# Turkey porn



## doughman (Dec 7, 2005)




----------



## doughman (Dec 7, 2005)

Check this boy out he struts his stuff outside the home my mom is in knowing he can never be legally hunted


----------



## doughman (Dec 7, 2005)

One more to show u. I get my turkeys mounted like Indian head dress and my buddies love them and they r doing them now also.


----------



## Jager Pro (Nov 8, 2013)

How did you mount the wings? Is there a space for them like the tail fan?


----------



## doughman (Dec 7, 2005)

I am not sure my taxidermist did them I told him my idea of this and he knocked it out of the park


----------



## Jager Pro (Nov 8, 2013)

doughman said:


> I am not sure my taxidermist did them I told him my idea of this and he knocked it out of the park


Ahh well it's a nice mount. There's a real old taxidermy set in my basement, I have yet to pull it out if storage but I'm hoping it's not to hard to do myself.


----------



## cedarlkDJ (Sep 2, 2002)

These guys have some wing and tail panel kits.......http://www.walnutcreekhardwood.com/shop/productinfo.cfm?catID=88&productid=557&cfid=2783174&cftoken=22c7fd5874c818e9-0F174742-C855-7955-F3676EDC2628BCAA

I have done 3 or 4 tail fan mounts with their panels before. Here's one I did for my brother a few years back.....


----------



## Jager Pro (Nov 8, 2013)

cedarlkDJ said:


> These guys have some wing and tail panel kits.......http://www.walnutcreekhardwood.com/shop/productinfo.cfm?catID=88&productid=557&cfid=2783174&cftoken=22c7fd5874c818e9-0F174742-C855-7955-F3676EDC2628BCAA
> 
> I have done 3 or 4 tail fan mounts with their panels before. Here's one I did for my brother a few years back.....
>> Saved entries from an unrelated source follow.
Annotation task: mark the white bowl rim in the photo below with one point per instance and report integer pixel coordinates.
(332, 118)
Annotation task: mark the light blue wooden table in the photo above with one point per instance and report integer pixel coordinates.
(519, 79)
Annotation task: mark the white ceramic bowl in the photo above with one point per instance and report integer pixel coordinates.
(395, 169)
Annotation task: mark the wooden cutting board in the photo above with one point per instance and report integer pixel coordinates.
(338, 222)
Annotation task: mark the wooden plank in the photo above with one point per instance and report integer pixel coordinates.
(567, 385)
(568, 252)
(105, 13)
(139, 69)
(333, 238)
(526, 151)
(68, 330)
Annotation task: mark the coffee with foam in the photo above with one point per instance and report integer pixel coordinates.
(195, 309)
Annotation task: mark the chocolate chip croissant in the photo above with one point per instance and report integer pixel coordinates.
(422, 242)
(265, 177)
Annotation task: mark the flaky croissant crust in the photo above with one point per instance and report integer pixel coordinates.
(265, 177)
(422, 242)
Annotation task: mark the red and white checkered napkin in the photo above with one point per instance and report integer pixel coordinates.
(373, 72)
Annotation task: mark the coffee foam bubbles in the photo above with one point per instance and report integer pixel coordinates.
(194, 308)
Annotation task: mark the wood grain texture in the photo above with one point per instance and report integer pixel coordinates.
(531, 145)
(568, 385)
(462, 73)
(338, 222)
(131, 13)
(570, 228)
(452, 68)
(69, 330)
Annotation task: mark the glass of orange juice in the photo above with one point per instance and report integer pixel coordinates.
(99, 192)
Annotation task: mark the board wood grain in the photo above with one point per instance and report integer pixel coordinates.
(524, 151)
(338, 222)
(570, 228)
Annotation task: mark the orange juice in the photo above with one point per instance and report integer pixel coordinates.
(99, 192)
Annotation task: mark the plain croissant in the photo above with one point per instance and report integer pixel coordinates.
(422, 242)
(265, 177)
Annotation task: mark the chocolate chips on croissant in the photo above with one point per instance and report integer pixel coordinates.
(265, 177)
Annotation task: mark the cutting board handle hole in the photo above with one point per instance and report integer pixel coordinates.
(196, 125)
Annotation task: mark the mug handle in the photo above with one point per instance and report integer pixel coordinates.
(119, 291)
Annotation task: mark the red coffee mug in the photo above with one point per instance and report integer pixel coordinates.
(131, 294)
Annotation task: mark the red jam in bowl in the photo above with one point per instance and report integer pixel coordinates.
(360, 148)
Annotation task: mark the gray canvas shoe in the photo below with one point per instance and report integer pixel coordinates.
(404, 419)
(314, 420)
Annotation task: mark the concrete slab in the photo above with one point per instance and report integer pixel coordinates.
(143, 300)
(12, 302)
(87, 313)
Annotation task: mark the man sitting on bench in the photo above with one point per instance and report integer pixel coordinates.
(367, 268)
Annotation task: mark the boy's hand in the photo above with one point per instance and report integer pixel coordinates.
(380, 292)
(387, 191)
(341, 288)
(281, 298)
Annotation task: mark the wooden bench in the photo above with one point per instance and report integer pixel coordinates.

That's a nice mount too, as well as the ones in the link. What's that thing above the beard, is that just an image?


----------



## cedarlkDJ (Sep 2, 2002)

Jager Pro said:


> What's that thing above the beard, is that just an image?


It's a laser engraved image of a flying turkey. Here's another one I did with the strutting tom........










Here's one I did from these guys (with my little addition on the foot)......http://www.vandykestaxidermy.com/K7211-P88C31.aspx
I like their kits too.....










I've always wanted to try the wing thing!


----------